Paramount
Son varias las traducciones que se pueden encontrar para ese termino inglés, un adjetivo, que normalmente va en el sentido de supremo, o primordial, o quizás principal, pero, aunque no se domine el idioma, casi todo el mundo habrá visto el vocablo al inicio de alguna producción cinematográfica llegada de la tierra de los gringos. Y es que la Paramount era, hasta ayer, una de las cinco grandes acaparadoras del mercado audiovisual del gran país, y, por ende, del resto del mundo.

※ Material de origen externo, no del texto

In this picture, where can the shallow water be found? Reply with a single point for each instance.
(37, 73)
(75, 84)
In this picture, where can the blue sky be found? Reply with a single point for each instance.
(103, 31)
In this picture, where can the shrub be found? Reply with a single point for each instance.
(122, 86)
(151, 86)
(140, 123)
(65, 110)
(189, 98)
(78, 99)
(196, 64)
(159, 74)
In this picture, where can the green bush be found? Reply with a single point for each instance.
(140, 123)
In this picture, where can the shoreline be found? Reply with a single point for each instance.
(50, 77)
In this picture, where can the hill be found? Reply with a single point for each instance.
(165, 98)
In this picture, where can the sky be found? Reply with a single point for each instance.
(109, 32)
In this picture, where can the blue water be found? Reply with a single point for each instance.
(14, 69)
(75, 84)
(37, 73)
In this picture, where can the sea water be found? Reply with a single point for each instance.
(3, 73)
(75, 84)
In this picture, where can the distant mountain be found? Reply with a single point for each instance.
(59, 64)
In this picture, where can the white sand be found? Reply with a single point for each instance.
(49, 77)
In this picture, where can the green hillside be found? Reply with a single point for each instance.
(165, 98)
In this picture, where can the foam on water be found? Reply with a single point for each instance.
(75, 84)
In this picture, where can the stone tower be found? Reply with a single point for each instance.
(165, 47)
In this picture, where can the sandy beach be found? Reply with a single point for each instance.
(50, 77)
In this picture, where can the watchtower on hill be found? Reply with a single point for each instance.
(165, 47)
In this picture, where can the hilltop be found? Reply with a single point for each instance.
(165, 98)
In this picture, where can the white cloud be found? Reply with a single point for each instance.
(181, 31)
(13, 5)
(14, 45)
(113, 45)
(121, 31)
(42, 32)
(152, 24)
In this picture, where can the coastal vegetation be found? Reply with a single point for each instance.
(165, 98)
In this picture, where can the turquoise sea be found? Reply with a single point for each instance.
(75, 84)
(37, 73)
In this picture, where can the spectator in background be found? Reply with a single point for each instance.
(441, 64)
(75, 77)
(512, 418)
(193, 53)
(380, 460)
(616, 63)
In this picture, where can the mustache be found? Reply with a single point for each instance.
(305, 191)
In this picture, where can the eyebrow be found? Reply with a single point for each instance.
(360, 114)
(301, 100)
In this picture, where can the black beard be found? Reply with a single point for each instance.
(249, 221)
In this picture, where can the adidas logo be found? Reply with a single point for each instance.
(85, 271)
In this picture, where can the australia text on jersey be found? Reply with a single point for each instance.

Eso era el pasado inmediato, porque ayer saltó la noticia de que esta compañía acaba de absorber a otro de los componentes de quinteto, la Warner, otra, como ella, compañía histórica del viejo Hollywood, lo que hará aún más reducido el mercado y con ello las opciones culturales del público, o si ustedes prefieren, el adoctrinamiento cultural del ciudadano occidental, ese que, se supone, vive en libertad. Aunque no tanto.
Aquí es cuando toca hablar del dominio cognitivo, o de lo malo que eran, para el personal de cierta edad, los apaches mezcaleros y los chiricaguas, a los que generalmente se enfrentaba John Waine; o de las muchas veces que Jack Ryan, ese estupendo agente de la CIA, ha salvado a los USA, y de paso al mundo, de algún malvado conspirador. Y es que, aunque no seamos conscientes, el consumo cultural que llevamos a cabo de forma casi inconsciente nos va atrapando en una red que ahora se llama dominio cognitivo, y que antes se nutría, entre otras cosas. de lo que llamaban operaciones psicológicas.
La operación económica alcanza casi cien mil millones de euros, un poco menos del préstamo que la Unión Europea acaba de otorgar a Ucrania, después de meses de espera, para mantener su supervivencia; es decir, una cantidad asombrosa que nos da cuenta de hasta qué punto es importante el mercado que hay detrás, y que los compradores esperan dominar en gran parte gracias a este desembolso.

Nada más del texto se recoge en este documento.